Even so, the report found multiple instances where the legal AI products were unable to produce a response. This was due to either technical issues or deemed lack of available source data.
“Pure technical issues only arose with Counsel Stack (4) and Midpage (3), where no response was provided at all. In other cases, the AI products acknowledged they were unable to locate the right documents to provide a response but still provided some form of response or explanation as to why the available sources did not support their ability to provide an answer.”
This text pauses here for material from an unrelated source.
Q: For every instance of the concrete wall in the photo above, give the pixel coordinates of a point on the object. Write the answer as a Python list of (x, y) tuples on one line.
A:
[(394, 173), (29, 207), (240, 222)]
- Legal AI Leads in Authoritativeness
While ChatGPT matched its legal-AI rivals on accuracy, it lagged in authority — scoring 70% to the legal AIs’ 76% average. The difference, Vals AI said, reflects access to proprietary legal databases and curated citation sources, which remain differentiators for legal-domain systems.
“The study outcomes support a common assumption that access to proprietary databases, even if composed mainly of publicly available data, does result in differentiated products.”
- Jurisdictional Complexity Remains Hard for All
All systems struggled with multi-jurisdictional questions, which required synthesizing laws from multiple states. Performance dropped by 11 points on average compared to single-state questions.
Counsel Stack and Alexi tied for best performance on these, while ChatGPT trailed closely.
- AI Excels at Certain Tasks Beyond Human Speed
The AI products outperformed the lawyer baseline on 15 of 21 question types — often by wide margins when tasks required summarizing holdings, identifying relevant statutes, or sourcing recent caselaw.
For example, AI responses were completed in seconds or minutes, compared to lawyers’ average 1,400-second response latency (~23 minutes).
And where the AI products outperformed the humans on individual questions, they did so by a wide margin – an average of 31 percentage points.
- Human Judgment Still Matters
Lawyers outperformed AI in roughly one-third of question categories, particularly those requiring deep interpretive analysis or nuanced reasoning, such as distinguishing similar precedents or reconciling conflicting authorities.
These areas underscore, as the report put it, “the enduring edge of human judgment in complex, multi-jurisdictional reasoning.”
Methodology
The study was conducted blind and independently evaluated by a consortium of law firms and academics.
Each participant answered identical research questions crafted to mirror real-world lawyer tasks. Evaluators graded every response using a detailed rubric (which the report includes).
The AI vendors represented were:
- Alexi – legal research automation startup (founded 2017).
- Counsel Stack – open-source legal knowledge platform.
- Midpage – AI research and brief-generation tool.
- ChatGPT – generalist large language model (GPT-4).
Vals AI cautioned that the benchmark covers general legal research only, not tasks such as drafting pleadings or generating formatted citations.
And, as the report notes, “Legal research encompasses a wide range of activities … but there is not always a single correct answer prepared in advance.”
Bottom Line
The VLAIR – Legal Research study reinforces what many in the legal tech industry have already observed, which is that AI systems – both generalist and domain-trained – are rapidly closing the quality gap with human legal researchers, particularly in accuracy and efficiency.
Yet, the edge remains with legal-specific AIs in trustworthiness and source citation, suggesting that proprietary data access is the next competitive frontier.
For law firms, corporate legal departments, and AI vendors alike, the study serves as a transparent benchmark – a rare apples-to-apples comparison — for understanding where today’s models shine and where human expertise remains indispensable.
Even so, the study is weakened by the failure of the three biggest AI legal research platforms to participate. This is not the fault of Vals AI, but it leaves one wondering why the big three all opted out.